While I’ve got the important type on screen, it’s worth mentioning that this set seems destined for some sort of unholy crossover with Fallout, given both properties’ propensities for Mutants and +1/+1 counters.
Mikey & Don, Party Planners
More builds itself typal slop — can we just hurry and get to the inevitable five color Mutant Ninja Turtle commander?
Heroes in a Half Shell
Thank you. And, as anticipated, I have absolutely nothing to say here. Can they give me just one
commander that has something unique going on? More Codies, less… these.
Krang, Utrom Warlord
is a lot, but you’re rewarded with a creature that turns your entire board into basically 1-800-R-U-SCRAPPIN. Good thing that colorless decks aren’t known for making an abundance of mana. And hey! If you’ve got the type of deck that likes to run Refurbish, then Krang, Utrom Warlord is a spectacular target.
Teenage Mutant Ninja Turnoff
I don’t know if it’s a tone thing, but Wizards is substantially more adept at creating interesting Universes Beyond sets for properties with fantasy aesthetics, as opposed to properties with Long Island aesthetics.
This is just my own observation, but it seems like for sets with, let’s face it, broader public appeal, Wizards falls back to simplistic typal synergies and counters, probably in an effort to not appear too complex to newer players brought in by the popular IP.
I realize that that last sentence sounds elitist, in a “popular things are bad” sort of way, but it makes sense to be as inviting as possible when you’re casting a wide net.

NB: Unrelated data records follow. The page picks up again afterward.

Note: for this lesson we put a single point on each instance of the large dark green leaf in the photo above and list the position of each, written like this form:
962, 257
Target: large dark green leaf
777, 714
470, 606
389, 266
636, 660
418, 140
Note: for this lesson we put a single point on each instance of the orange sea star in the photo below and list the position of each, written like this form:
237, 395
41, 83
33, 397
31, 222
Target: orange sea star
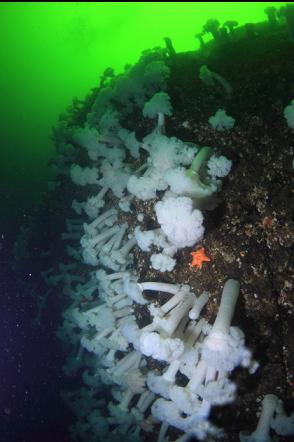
198, 258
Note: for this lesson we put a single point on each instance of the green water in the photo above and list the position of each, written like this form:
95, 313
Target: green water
51, 52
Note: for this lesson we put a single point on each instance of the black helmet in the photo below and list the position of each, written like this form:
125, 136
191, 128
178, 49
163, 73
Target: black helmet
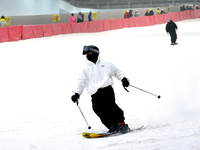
90, 48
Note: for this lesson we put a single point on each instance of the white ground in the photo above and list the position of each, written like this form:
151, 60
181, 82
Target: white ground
37, 77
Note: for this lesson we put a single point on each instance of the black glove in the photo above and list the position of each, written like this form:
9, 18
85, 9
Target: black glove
125, 83
75, 97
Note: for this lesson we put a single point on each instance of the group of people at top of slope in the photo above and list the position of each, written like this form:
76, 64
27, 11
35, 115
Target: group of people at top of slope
80, 18
2, 21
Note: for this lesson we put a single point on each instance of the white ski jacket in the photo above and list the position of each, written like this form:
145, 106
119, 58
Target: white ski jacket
96, 76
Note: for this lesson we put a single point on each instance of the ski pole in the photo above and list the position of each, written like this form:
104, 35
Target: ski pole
158, 96
89, 127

I just don’t think the wide ocean strategy actually works when the appeal of the game is that nerdy, complicated mechanical backing. The complexity of Magic is a selling point, and not a wart to be covered up. Use your inevitable five-color commander to do something new. Give consistent, old mechanics a new spin. Do something interesting with whatcha got.
If nothing else, trust the new players coming in to engage with the material earnestly. If they’re willing to give Magic a try, then they’re already going in expecting to engage with the deepest card game ever made. I’m not saying make another Future Sight, here; just, give us regular sets. Trust the newbies. I know you can do it, Wizards.